Russia’s Strategy to Compete with Indian Manufacturers

Manufacturing
12/09/2017 17:17

The Russian government wants Alrosa to offer more favorable terms to local cutters so they are able to compete in a market that’s dominated by Indian manufacturers.

Alrosa has chosen to focus on mining, where it can get bigger margins, leaving Kristall Production Corp. and other cutters to buy stones at similar terms as overseas competitors. They are struggling to compete with centers like India, the largest polishing center, due to manufacturing being cheaper - it manufactures 90% of the world’s diamonds - and a workforce of 1 million.

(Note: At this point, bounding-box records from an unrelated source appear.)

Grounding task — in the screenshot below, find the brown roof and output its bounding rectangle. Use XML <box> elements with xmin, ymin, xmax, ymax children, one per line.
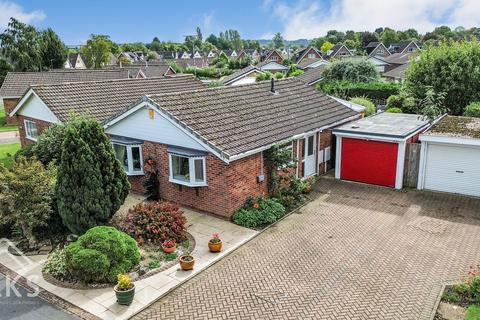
<box><xmin>26</xmin><ymin>75</ymin><xmax>205</xmax><ymax>122</ymax></box>
<box><xmin>150</xmin><ymin>78</ymin><xmax>358</xmax><ymax>157</ymax></box>
<box><xmin>425</xmin><ymin>116</ymin><xmax>480</xmax><ymax>139</ymax></box>
<box><xmin>0</xmin><ymin>69</ymin><xmax>128</xmax><ymax>98</ymax></box>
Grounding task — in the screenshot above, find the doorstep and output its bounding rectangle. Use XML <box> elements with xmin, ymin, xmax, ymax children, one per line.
<box><xmin>0</xmin><ymin>209</ymin><xmax>258</xmax><ymax>319</ymax></box>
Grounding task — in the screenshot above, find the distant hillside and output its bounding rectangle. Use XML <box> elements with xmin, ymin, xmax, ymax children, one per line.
<box><xmin>258</xmin><ymin>39</ymin><xmax>311</xmax><ymax>47</ymax></box>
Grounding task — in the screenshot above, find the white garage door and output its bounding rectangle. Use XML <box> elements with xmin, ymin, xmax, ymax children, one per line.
<box><xmin>424</xmin><ymin>144</ymin><xmax>480</xmax><ymax>196</ymax></box>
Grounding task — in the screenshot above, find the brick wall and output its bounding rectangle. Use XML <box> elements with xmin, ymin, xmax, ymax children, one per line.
<box><xmin>16</xmin><ymin>115</ymin><xmax>52</xmax><ymax>147</ymax></box>
<box><xmin>3</xmin><ymin>98</ymin><xmax>19</xmax><ymax>124</ymax></box>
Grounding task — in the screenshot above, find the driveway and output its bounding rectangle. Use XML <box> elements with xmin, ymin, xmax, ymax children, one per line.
<box><xmin>135</xmin><ymin>178</ymin><xmax>480</xmax><ymax>320</ymax></box>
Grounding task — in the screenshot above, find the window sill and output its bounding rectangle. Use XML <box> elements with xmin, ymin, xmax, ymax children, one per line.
<box><xmin>168</xmin><ymin>178</ymin><xmax>207</xmax><ymax>187</ymax></box>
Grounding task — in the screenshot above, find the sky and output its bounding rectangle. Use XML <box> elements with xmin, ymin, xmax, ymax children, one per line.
<box><xmin>0</xmin><ymin>0</ymin><xmax>480</xmax><ymax>45</ymax></box>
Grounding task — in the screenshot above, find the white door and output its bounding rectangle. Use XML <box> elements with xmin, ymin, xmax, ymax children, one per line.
<box><xmin>303</xmin><ymin>134</ymin><xmax>317</xmax><ymax>177</ymax></box>
<box><xmin>424</xmin><ymin>143</ymin><xmax>480</xmax><ymax>197</ymax></box>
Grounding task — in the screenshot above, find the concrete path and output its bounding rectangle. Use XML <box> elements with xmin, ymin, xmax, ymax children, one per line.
<box><xmin>134</xmin><ymin>179</ymin><xmax>480</xmax><ymax>320</ymax></box>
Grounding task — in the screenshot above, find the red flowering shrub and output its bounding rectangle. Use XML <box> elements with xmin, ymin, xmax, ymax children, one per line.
<box><xmin>120</xmin><ymin>201</ymin><xmax>187</xmax><ymax>245</ymax></box>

According to the new programme Alrosa would sell the diamonds at market prices, however would offer local cutters the benefit of buying only part of the contracted volume, as well as choosing certain stones and returning the remainder to the miner. In an interview with Bloomberg, Deputy Finance Minister Alexey Moiseev said the Putin administration expects this plan to lead to Alrosa selling nearly 10% of its gems domestically. “Cooperation currently is rather limited and it has to expand,” Moiseev said in an interview in Moscow. Russia isn’t the only diamond producing country to encourage domestic manufacturing, Botswana, Namibia and South Africa have encouraged De Beers to sell more diamonds which had been cut and polished locally.

Russia planned to support the diamond industry further by easing excessive controls for importing and exporting gems, as well introducing regulation identifying the origin of diamonds to make the market more transparent, said Mossiev.